Patty, pratos brancos e a panela de barro. Me mande a Vitória que, na volta, faço a moqueca. Sem queimar meus dedos. Beijo!

Makarrao, já falei por aqui que só falta a interatividade de paladar. Já pensou poder sentir o cheiro dessas comidas? É tudo de bom, eu lhe asseguro. Volte, com fome ou sem. Abraço.

Mara, mas a panela de barro é mesmo essencial, ainda que eu ache que o rm só enrola. Passei no seu blog e vi o post. Quanto à consultoria, estou como Gisele Bindchen: cobro cachê em euros. Se você me garantir, com minhas consultorias, uma viagem à França, serei seu personal cooker. Beijo!
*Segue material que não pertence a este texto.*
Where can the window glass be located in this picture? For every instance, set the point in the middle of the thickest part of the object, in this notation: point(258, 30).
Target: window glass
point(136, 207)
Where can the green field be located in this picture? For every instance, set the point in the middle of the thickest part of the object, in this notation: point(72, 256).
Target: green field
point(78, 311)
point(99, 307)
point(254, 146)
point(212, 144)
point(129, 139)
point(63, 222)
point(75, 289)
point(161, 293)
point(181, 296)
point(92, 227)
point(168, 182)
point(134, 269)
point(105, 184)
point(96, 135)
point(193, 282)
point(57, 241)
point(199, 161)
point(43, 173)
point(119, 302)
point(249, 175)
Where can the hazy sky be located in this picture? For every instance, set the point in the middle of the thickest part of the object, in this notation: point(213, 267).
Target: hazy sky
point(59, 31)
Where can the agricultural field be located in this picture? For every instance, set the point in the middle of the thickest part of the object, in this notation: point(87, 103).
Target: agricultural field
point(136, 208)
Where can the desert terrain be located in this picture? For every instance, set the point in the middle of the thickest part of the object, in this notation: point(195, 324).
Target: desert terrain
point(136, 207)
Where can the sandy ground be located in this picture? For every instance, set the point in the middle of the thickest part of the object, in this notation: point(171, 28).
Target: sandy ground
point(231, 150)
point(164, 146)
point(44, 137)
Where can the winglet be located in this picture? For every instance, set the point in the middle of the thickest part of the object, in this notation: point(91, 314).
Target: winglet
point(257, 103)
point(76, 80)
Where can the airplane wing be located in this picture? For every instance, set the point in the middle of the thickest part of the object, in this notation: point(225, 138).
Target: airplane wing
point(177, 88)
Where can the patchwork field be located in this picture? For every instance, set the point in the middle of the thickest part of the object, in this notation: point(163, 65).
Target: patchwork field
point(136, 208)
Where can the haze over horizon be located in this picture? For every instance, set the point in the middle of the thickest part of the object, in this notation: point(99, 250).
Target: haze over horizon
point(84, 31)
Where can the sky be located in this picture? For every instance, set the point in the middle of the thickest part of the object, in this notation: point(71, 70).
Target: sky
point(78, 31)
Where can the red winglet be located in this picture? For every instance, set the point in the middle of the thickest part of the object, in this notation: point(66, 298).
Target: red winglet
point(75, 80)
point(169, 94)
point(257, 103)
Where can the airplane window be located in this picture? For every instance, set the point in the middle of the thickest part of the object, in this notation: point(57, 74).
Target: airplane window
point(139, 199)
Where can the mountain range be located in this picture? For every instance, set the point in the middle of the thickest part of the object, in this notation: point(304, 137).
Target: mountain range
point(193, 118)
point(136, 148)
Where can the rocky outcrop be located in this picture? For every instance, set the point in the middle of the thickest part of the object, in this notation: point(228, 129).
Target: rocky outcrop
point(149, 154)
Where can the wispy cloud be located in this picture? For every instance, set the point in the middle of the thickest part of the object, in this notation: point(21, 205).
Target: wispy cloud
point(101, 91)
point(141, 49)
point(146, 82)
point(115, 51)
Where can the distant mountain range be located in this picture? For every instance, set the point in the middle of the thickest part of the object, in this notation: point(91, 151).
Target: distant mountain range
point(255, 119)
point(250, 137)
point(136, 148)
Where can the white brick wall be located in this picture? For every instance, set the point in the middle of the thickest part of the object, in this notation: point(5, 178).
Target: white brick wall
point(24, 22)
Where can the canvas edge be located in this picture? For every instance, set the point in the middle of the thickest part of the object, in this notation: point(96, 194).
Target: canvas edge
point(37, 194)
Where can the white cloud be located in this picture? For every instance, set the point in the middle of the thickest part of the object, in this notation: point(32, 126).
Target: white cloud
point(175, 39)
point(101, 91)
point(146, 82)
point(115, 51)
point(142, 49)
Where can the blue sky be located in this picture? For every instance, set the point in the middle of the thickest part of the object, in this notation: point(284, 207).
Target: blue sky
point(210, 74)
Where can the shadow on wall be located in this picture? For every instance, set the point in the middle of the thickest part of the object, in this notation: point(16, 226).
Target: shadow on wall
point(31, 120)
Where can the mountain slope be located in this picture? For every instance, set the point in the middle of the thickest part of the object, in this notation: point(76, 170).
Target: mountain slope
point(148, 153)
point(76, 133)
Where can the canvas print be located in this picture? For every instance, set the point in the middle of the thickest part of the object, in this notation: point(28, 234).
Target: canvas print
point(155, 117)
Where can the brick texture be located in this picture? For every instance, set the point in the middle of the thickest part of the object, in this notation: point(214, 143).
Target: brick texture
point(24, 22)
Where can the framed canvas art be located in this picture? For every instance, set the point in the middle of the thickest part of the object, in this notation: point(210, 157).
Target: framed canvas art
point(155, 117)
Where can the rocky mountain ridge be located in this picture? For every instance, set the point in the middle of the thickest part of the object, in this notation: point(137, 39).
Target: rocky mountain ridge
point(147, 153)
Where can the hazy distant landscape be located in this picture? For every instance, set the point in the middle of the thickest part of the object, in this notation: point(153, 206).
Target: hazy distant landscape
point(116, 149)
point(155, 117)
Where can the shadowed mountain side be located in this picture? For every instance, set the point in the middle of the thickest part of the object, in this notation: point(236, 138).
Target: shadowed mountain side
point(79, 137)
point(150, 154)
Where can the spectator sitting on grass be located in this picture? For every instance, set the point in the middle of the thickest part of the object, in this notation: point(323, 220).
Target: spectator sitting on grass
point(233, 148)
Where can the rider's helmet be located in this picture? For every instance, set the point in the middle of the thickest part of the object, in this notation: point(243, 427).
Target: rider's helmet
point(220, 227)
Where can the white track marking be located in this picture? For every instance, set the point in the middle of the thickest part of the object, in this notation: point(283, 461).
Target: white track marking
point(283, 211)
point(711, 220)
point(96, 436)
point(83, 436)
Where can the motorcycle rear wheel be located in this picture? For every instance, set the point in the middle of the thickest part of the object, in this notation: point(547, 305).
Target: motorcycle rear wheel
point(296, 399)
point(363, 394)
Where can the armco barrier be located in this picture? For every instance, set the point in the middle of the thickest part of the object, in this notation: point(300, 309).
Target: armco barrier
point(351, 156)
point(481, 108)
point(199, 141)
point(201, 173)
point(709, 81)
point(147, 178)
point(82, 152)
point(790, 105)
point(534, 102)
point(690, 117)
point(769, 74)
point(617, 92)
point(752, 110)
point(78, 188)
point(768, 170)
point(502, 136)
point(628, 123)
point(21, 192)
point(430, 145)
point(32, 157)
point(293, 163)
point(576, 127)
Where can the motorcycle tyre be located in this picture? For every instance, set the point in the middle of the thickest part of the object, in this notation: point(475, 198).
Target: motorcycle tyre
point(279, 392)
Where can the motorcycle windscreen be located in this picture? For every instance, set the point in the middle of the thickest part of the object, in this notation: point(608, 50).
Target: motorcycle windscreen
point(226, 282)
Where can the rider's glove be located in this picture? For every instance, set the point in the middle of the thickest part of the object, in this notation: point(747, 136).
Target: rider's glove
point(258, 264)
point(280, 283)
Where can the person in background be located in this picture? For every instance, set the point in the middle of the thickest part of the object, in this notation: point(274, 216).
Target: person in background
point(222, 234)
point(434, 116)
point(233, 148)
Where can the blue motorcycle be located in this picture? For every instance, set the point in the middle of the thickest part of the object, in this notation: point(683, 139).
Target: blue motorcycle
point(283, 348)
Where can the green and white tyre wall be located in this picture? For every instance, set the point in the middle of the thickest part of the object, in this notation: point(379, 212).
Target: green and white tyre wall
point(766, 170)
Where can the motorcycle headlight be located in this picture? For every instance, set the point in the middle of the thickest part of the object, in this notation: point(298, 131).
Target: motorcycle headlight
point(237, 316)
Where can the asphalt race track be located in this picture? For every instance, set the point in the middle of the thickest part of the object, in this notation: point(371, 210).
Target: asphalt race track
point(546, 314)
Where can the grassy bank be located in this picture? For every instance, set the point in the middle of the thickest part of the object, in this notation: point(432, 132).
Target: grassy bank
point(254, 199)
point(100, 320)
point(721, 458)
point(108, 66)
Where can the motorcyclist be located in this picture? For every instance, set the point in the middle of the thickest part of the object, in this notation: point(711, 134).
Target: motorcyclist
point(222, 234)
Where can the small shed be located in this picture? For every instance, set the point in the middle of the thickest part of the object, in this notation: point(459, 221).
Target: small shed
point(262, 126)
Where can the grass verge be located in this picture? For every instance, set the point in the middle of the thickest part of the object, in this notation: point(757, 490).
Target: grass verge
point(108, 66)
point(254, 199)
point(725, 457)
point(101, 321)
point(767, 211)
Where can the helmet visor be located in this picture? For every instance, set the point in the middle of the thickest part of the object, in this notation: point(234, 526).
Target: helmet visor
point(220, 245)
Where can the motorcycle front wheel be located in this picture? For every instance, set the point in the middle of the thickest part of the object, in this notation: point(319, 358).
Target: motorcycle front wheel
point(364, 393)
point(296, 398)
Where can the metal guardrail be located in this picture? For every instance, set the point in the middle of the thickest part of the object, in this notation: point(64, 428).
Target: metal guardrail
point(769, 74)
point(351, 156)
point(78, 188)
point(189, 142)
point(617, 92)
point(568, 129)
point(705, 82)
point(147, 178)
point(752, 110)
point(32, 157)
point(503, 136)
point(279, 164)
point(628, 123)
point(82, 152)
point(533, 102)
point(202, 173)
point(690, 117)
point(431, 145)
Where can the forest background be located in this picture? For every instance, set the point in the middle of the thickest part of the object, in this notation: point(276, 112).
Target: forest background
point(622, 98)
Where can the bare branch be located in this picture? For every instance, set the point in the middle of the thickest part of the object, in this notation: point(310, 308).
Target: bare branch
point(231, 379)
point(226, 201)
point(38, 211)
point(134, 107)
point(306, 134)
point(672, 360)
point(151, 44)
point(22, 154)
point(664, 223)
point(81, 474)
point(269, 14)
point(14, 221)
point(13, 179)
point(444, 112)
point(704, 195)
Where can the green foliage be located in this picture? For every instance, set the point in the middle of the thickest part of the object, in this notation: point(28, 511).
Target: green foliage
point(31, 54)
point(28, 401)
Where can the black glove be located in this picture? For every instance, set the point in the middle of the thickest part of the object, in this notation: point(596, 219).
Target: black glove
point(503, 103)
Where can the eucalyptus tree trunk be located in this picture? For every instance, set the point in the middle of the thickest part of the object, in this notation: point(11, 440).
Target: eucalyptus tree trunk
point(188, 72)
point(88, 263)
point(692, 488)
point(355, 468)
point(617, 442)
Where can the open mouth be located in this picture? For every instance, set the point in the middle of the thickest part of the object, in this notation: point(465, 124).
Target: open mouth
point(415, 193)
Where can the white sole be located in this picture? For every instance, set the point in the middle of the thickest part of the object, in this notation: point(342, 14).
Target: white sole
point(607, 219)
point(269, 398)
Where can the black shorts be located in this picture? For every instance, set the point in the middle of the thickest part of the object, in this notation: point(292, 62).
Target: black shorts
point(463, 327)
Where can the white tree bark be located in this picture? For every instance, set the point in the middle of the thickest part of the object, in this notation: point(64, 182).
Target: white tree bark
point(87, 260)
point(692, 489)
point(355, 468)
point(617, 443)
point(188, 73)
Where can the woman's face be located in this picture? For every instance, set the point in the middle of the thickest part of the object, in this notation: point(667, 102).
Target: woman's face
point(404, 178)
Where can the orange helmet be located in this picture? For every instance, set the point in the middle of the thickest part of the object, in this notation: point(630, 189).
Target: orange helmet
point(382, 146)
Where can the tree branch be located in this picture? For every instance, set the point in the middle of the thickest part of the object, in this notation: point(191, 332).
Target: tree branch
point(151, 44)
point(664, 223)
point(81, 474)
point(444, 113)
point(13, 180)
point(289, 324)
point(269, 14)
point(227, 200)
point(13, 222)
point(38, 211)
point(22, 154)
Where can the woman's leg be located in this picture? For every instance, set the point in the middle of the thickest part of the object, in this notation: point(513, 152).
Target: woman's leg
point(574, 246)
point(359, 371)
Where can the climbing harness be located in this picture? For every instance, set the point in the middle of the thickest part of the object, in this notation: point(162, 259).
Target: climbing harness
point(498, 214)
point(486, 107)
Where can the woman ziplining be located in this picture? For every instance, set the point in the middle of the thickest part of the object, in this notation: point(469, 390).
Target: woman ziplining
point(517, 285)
marco*, marco*, marco*, marco*, marco* (percebeu a histeria e o rabinho abanando?), que delícia esse monte de comentário. agora, vou partir para a acidez: você não me deve um chocolate, me deve um convite para ir a Paris imediatamente. Como ousa me contar isso se, não fossem os queridos da Bélgica, e a minha páscoa seria um deserto de chocolate. Não ganhei nem um ovo (me dá um, please, please, dois é melhor ...). Você terá que me levar para almoçar, jantar, tomar café da manhã em Lyon, em Marselha, na Provence, em todo o lugar. Feio! Quanto à alegria x ecstasy, em particular, te conto detalhes. Sobre o lost Fox, nada a acrescentar (você é meu irmão gêmeo ou o quê?). Quanto à comida de seu pai, não sei o que está esperando que não me convidou para este frango de panela. Você viu que só me atiça e me deixa a ver navios? Finalmente, me apresente Mylene Farmer. Para isso, prepare o vinho e a Mylene. O jantar, eu faço. Depois a gente vê o resto. Vou cobrar o meu quinhão nesse latifúndio franco-mineiro. Beijo!

leve solto disse...

Red, não é o RM não!! É o MR (marcos rocha - plano geral)...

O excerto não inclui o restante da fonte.